Stress is a natural human response that prompts us to address challenges and threats in our lives. Everyone experiences stress to some degree. However, how we respond to stress makes a big difference to our overall well-being.

Understanding Stress

Stress and health are closely intertwined. Stress affects both our body and mind. There are two types of stress: physical and emotional. Physical stress is how the body reacts to things like injuries, illnesses, and tough workouts. Emotional stress comes from strong feelings like anxiety, sadness, fear, and anger. When we feel stressed, our body goes into “fight or flight” mode, releasing hormones like cortisol and adrenaline.

Common Stress Triggers

While people have different things that stress them out, studies show that work-related stress is a major one for American adults and has been getting worse over the past few decades. In cities like New York and Los Angeles, the link between job stress and heart attacks is so recognized that if a police officer has a heart attack, whether at work or not, it’s often treated as a work-related injury, and they receive compensation.

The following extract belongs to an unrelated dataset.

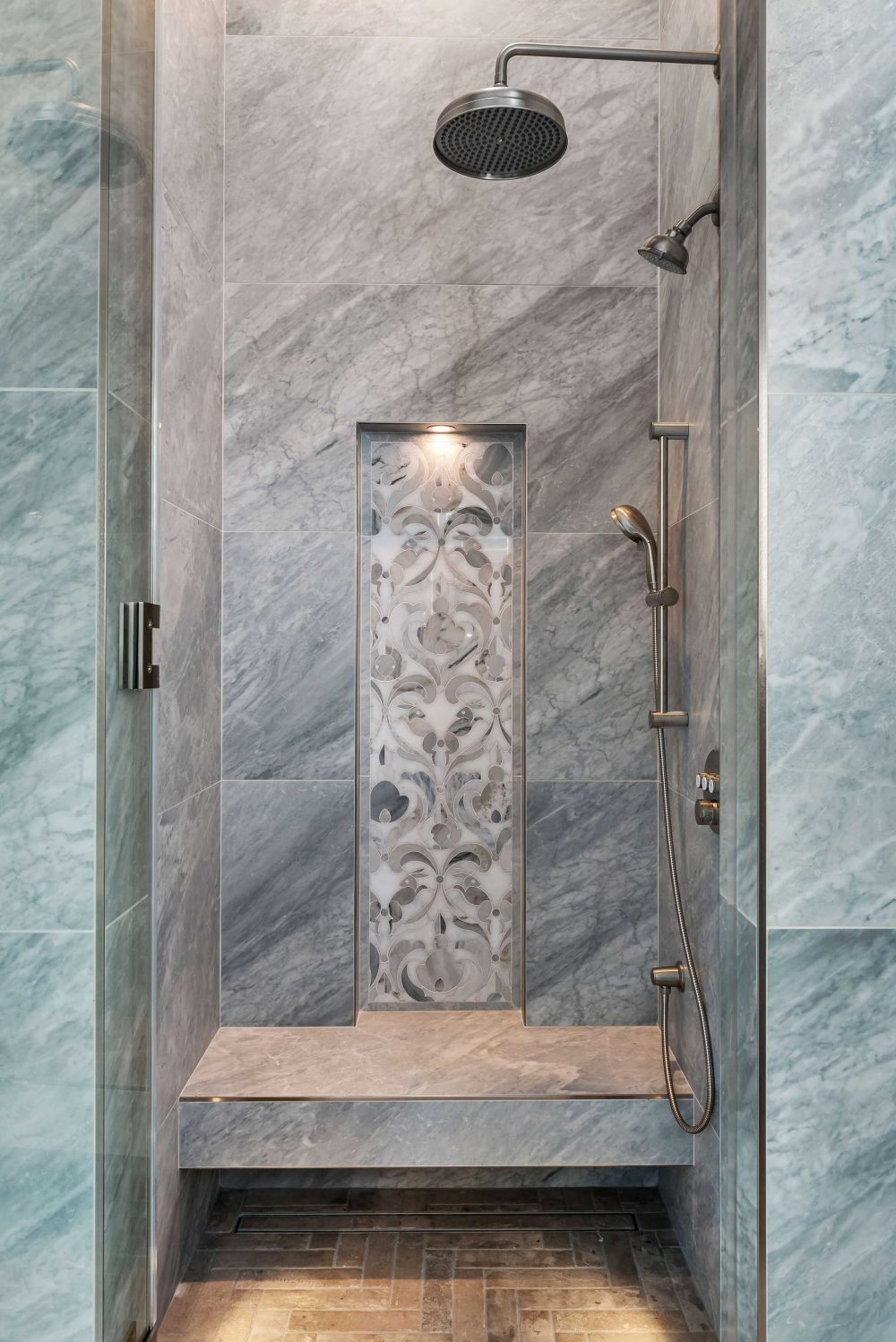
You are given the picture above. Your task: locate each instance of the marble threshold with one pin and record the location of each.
(464, 1088)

Life stresses can also have a significant impact, such as the loss of a loved one, a new baby, separations, job changes, financial pressures, marriage, relocation, health challenges, emotional struggles, and traumatic events.

Sometimes, stress even comes from our thoughts, such as feeling scared or uncertain due to news about pandemics or climate change and feeling like we have no control. Coupled with worries about personal matters like work projects and financial constraints, these can contribute to a great need for good stress management techniques.

The Effects of Stress and Health

When stressed, our bodies react physically. Our nervous systems jump into action, releasing hormones that prep us to fight or run. This is called the “fight or flight” response. When we’re under this level of stress, we may feel our heart race, our breathing get faster, our muscles tighten, and we sweat when stressed. 

Short-term stress is normal, and our bodies usually bounce back quickly. But, long-lasting stress (chronic stress) can lead to serious health issues. Continual stress hormones like cortisol and adrenaline can wear our bodies out, making us more likely to get sick.

If you’ve been feeling stressed recently, you might notice:

  • Headaches
  • Feeling tired
  • Trouble sleeping
  • Finding it hard to focus
  • Stomach issues
  • Irritation

When stress lasts a long time and is not dealt with, it can cause serious health issues like:

  • Depression and anxiety
  • High blood pressure
  • Heart problems
  • Stomach issues
  • Gaining or losing weight
  • Fertility issues
  • Breathing issues
  • Skin troubles

Managing stress can really help your health. One study even found that women with heart issues lived longer when they followed a stress management plan.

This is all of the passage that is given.